It’s hard to imagine Trump pushing Cuomo around on the campaign trail, the way he’s already mopping the floor with “Sleepy Joe” Biden.
If we agree that Trump can be improved upon, is Biden really what the nation needs? Reading his plan to retreat from sheltering in place and revive the economy published in the New York Times the other day – convene a panel of scientists and experts, etc., etc. – it just wasn’t up to the challenge.
Is there a path to nomination for Cuomo? If some primaries aren’t held, perhaps Biden will go to the Milwaukee convention without a majority. Perhaps Biden would agree to step aside. Perhaps – not wishing this, but being realistic – he will have to. Let the Democrats figure it out – it’s their party.
Adding to Cuomo’s electability:
The state’s Progressives have always rejected him, running primary challengers in 2014 and 2018, and sinking the Amazon deal – 25,000 high-end jobs in New York City, which would have been the jewel in his administration’s crown.

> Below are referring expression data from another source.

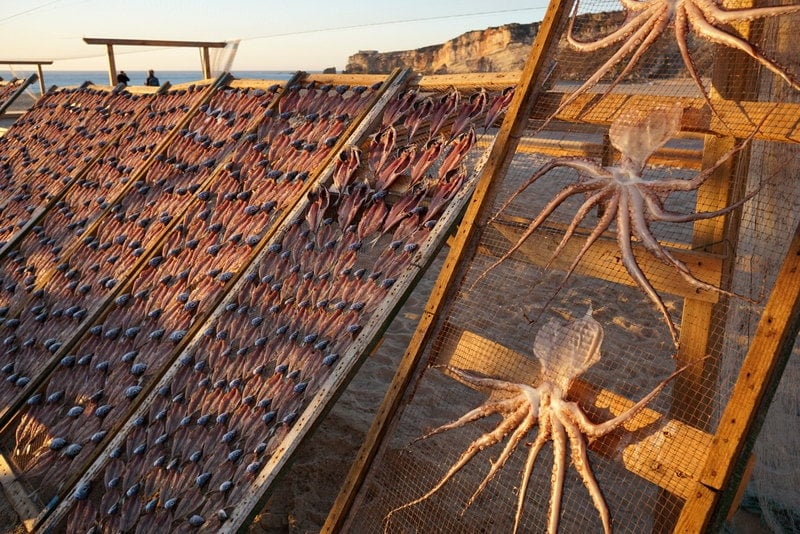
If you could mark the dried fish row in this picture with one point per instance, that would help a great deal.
(39, 183)
(226, 405)
(190, 274)
(90, 195)
(101, 260)
(33, 136)
(135, 327)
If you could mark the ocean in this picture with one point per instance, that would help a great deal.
(67, 78)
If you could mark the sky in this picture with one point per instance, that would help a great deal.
(295, 35)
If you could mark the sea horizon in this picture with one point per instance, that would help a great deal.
(67, 78)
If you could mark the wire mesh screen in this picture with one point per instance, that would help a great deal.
(594, 238)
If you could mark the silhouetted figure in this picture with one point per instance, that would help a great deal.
(151, 79)
(123, 78)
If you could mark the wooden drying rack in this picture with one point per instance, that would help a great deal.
(707, 487)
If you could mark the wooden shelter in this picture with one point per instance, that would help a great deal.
(38, 64)
(204, 46)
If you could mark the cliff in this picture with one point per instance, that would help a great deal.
(505, 48)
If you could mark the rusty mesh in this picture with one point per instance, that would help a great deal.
(489, 327)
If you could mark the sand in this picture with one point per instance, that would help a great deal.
(300, 501)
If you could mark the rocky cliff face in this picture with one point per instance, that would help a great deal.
(505, 48)
(491, 50)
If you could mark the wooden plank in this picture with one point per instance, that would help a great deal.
(112, 65)
(154, 42)
(17, 496)
(756, 384)
(656, 456)
(490, 81)
(604, 261)
(741, 116)
(346, 79)
(10, 100)
(463, 245)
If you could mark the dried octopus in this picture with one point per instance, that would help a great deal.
(628, 198)
(647, 20)
(565, 351)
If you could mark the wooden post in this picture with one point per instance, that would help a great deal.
(515, 122)
(112, 65)
(41, 78)
(205, 62)
(744, 414)
(733, 78)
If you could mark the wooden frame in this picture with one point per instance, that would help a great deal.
(709, 488)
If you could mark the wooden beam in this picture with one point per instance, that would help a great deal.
(603, 259)
(205, 62)
(38, 64)
(154, 42)
(465, 242)
(112, 65)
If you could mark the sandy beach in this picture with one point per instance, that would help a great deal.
(301, 499)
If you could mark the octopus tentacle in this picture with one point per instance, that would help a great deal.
(565, 193)
(629, 261)
(715, 35)
(557, 476)
(632, 45)
(713, 12)
(522, 426)
(602, 225)
(598, 430)
(658, 213)
(542, 437)
(486, 440)
(484, 410)
(650, 243)
(659, 24)
(581, 462)
(620, 34)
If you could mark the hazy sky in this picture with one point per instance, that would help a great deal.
(294, 35)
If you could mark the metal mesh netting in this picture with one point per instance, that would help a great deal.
(644, 469)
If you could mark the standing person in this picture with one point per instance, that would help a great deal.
(123, 78)
(151, 79)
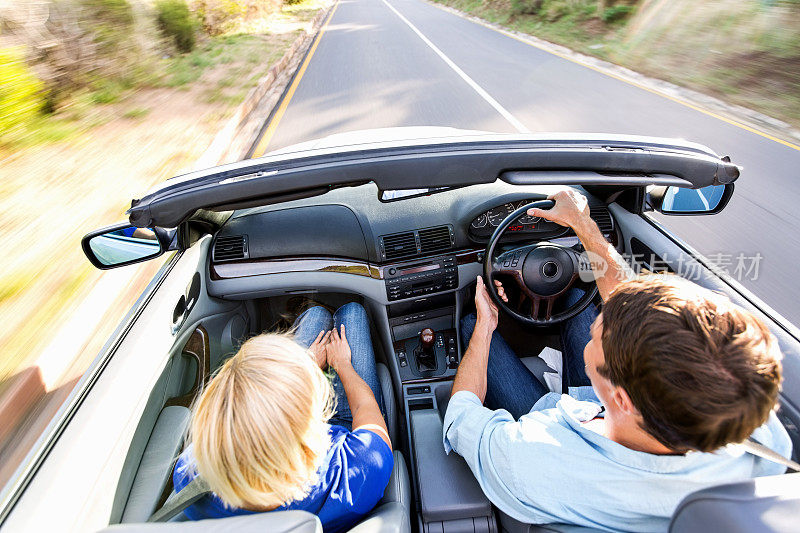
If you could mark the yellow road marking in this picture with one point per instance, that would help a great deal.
(276, 118)
(625, 80)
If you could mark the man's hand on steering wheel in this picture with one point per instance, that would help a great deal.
(485, 308)
(571, 209)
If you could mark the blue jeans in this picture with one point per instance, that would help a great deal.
(510, 385)
(356, 326)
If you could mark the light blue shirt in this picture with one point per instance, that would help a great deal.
(547, 467)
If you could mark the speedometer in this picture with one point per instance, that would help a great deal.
(527, 219)
(480, 221)
(498, 214)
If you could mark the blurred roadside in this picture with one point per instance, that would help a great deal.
(82, 134)
(744, 52)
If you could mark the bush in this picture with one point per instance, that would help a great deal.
(526, 7)
(176, 21)
(22, 95)
(221, 16)
(110, 22)
(616, 13)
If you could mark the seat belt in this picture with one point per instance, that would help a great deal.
(759, 450)
(176, 503)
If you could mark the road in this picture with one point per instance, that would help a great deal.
(383, 63)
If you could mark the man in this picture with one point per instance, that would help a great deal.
(663, 383)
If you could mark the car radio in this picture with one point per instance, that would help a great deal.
(421, 278)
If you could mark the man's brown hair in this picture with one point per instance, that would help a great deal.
(701, 371)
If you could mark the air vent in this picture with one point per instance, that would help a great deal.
(600, 214)
(399, 245)
(435, 239)
(230, 248)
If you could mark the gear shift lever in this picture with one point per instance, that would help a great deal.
(426, 340)
(426, 355)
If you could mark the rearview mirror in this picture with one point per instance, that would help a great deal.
(120, 245)
(675, 200)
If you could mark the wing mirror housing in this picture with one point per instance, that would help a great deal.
(683, 201)
(123, 244)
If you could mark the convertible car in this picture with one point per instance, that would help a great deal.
(402, 221)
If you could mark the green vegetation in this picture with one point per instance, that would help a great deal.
(177, 22)
(76, 72)
(616, 13)
(746, 52)
(22, 96)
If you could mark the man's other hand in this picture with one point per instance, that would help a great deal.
(485, 308)
(571, 209)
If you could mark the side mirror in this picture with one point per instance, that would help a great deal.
(673, 200)
(121, 244)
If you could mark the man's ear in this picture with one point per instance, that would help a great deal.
(623, 402)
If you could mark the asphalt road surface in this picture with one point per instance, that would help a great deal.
(384, 63)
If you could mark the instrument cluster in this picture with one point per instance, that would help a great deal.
(484, 224)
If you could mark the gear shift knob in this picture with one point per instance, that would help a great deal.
(426, 338)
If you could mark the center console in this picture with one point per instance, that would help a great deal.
(423, 323)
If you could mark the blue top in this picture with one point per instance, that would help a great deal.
(547, 467)
(352, 479)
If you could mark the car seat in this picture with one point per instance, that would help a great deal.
(769, 504)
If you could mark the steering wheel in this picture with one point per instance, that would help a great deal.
(543, 271)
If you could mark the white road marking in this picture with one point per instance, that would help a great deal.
(520, 127)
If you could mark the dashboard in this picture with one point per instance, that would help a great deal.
(482, 226)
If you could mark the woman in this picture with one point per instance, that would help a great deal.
(260, 434)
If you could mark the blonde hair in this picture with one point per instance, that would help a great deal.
(258, 429)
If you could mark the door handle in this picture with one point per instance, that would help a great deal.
(196, 348)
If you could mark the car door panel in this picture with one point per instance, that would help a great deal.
(679, 257)
(74, 483)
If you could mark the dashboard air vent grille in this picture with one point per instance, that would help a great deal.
(601, 215)
(230, 248)
(435, 239)
(399, 245)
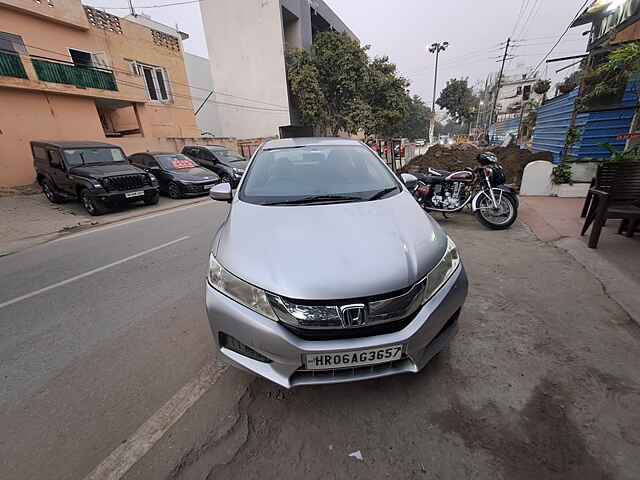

A Progressive ticket this fall? Joe Biden/Kamala Harris? That has disaster written all over it, particularly if it won. Let your imagination flow.
Andrew Cuomo, through an often successful, always innovative, energetic career in politics and public life, is ready to be president. He’s proved it since the March 13 State of Emergency. And, given the nation’s response to his leadership in the crisis, Americans are ready for him.